The Giant’s Ring is an example of an earthwork’s monument built about 2700 BC.  In the middle is a tomb made of 5 upright stones.  This area was a ceremonial place probably reserved for the priestly class.  It might have been dug by hand using a period tool such as an antler horn.

We then visited the remains of one of Ireland’s hundreds of high towers.  These were used in the invasion period to protect a site, maybe monastic, from a Viking raid.  The monks would enter the tower for protection, leaving whatever was outside to the fates.  The towers may also have been used for some type of storage.

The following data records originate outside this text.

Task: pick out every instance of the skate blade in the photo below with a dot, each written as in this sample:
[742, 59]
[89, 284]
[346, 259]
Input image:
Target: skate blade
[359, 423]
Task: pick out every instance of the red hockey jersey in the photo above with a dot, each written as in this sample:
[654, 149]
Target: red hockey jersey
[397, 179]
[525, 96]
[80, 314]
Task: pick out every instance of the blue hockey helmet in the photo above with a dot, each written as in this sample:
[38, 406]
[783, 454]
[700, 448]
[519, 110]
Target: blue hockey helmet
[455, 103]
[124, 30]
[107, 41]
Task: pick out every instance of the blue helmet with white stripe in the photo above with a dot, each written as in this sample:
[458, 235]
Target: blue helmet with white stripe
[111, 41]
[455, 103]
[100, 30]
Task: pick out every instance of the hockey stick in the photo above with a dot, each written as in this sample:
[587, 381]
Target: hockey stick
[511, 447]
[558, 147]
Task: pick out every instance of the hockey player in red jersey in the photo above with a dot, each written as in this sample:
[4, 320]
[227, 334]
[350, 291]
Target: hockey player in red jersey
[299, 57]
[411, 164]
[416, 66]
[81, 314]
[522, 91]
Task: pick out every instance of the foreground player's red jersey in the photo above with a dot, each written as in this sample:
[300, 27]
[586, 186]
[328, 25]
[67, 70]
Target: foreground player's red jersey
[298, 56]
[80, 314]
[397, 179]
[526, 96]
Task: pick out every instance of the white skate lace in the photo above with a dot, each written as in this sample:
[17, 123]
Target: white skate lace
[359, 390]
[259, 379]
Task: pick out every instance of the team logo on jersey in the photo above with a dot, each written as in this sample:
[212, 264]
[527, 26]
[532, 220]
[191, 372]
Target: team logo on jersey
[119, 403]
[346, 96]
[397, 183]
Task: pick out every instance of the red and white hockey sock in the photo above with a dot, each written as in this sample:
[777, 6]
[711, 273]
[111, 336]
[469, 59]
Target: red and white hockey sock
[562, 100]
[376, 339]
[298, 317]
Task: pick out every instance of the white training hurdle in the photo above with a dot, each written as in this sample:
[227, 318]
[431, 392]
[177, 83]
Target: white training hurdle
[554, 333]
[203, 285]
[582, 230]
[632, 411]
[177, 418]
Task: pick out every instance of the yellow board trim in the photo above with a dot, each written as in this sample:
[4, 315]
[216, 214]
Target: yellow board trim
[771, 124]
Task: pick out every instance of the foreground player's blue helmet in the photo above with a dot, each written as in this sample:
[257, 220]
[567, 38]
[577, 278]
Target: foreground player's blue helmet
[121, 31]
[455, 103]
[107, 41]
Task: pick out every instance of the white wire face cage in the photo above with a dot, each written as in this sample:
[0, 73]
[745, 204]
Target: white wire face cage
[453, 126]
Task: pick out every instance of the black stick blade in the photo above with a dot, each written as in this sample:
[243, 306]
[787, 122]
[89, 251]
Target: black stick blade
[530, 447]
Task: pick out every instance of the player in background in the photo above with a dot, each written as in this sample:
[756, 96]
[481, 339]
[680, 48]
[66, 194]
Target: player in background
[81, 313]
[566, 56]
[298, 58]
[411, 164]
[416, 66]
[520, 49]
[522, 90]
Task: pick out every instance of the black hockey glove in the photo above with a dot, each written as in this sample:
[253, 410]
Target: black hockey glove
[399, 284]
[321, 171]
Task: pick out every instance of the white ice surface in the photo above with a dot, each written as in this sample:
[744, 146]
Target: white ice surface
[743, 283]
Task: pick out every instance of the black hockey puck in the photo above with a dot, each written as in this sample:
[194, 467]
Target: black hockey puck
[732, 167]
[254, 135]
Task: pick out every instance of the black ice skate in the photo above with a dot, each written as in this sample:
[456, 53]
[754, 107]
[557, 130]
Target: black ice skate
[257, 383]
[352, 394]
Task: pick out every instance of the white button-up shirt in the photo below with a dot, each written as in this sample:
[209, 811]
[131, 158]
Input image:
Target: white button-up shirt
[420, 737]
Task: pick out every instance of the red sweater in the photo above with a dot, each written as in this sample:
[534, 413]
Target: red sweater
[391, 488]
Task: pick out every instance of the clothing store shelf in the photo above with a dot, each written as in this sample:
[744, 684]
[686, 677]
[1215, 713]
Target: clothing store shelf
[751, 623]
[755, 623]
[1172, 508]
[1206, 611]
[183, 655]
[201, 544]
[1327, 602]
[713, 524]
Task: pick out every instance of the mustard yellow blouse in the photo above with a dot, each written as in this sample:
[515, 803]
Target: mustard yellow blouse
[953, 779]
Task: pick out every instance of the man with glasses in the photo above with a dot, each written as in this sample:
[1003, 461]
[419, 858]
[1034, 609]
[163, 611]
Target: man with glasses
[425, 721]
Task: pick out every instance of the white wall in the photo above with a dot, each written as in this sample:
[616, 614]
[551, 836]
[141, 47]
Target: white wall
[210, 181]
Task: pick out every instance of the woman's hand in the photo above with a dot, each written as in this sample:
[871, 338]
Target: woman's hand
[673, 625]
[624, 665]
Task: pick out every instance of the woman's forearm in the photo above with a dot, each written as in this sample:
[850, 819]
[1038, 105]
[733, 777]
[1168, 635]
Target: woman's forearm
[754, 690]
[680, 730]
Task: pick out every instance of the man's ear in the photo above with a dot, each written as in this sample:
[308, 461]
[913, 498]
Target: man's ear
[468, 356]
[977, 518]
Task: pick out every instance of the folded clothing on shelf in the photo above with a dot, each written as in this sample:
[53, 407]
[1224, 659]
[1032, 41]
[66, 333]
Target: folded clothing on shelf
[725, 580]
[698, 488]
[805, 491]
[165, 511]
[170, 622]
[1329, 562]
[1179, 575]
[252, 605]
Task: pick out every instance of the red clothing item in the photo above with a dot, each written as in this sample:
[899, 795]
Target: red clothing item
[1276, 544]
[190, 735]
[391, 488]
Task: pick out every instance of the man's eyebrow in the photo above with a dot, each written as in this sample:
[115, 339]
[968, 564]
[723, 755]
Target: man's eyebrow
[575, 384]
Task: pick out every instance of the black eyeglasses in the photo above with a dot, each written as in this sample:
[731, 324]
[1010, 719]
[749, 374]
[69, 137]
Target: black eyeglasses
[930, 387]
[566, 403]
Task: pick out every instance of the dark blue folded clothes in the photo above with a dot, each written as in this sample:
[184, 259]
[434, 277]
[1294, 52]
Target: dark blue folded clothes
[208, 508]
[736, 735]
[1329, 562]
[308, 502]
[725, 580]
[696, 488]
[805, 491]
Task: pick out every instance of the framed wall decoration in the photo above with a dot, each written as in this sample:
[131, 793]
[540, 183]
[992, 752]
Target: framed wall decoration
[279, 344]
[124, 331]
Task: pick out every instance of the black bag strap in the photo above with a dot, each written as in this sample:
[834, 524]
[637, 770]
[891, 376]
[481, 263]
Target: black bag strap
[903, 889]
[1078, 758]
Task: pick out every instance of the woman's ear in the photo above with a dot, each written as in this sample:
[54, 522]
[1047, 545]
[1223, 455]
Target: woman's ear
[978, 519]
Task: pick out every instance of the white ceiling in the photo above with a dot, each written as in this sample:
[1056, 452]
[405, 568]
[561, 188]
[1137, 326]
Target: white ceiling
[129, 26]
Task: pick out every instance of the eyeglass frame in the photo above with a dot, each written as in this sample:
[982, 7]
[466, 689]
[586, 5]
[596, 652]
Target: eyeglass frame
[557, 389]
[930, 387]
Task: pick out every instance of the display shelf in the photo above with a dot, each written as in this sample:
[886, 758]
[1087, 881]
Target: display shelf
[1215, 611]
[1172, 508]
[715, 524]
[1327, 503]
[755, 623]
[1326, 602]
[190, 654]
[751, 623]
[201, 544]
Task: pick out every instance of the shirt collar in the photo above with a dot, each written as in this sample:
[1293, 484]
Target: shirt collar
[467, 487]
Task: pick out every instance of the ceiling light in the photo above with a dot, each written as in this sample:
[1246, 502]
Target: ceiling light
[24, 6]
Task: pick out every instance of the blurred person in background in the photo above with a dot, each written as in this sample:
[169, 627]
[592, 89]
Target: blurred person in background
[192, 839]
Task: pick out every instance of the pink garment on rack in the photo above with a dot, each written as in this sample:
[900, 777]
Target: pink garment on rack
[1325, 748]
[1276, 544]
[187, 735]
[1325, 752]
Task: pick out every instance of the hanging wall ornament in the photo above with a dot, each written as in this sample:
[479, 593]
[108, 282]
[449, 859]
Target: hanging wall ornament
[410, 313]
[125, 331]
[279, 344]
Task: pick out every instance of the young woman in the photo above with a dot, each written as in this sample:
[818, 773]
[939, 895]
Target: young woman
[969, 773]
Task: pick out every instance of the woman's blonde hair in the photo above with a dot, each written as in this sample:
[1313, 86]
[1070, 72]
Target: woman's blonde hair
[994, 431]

Another prehistoric structure we visited was a rath- a hill fort.  This one dates from the early Christian period of Ireland.  From here small clans would feel protected and could possible see enemies approaching.  You may note the cow in the photo, from which the group ran screaming (sort of).  It has a vicious look in her eyes if you ask me.  Anyway, there are so many of these Ireland has tried to index them all, but it is impossible to keep each one in the most pristine condition.

Demon cow with view of Belfast in back
I’ve always liked ancient monastic sites.  This was the Benedictine Abbey of Nendrum.  What remains is the church area.  It’s located just a few meters from the coat.  One can imagine a silent Viking ship skimming along the water disguised by the morning fog.  A hoard of screaming Vikings emerge from the boat attack the small abbey, taking the gold chalices and patens, dragging sheep and cows to the boat, and kidnapping a few monks to be sold as slaves in other harbor towns.  No wonder the monks built several ring enclosures and had a tower from which a guard would be posted.  Calm seas and moonless nights meant the Vikings were about.

Tomorrow, we’re on the rocky road to Dublin looking for a flight.  This morning I visited St Bridget’s Church and lit a candle.  Let’s see if it works!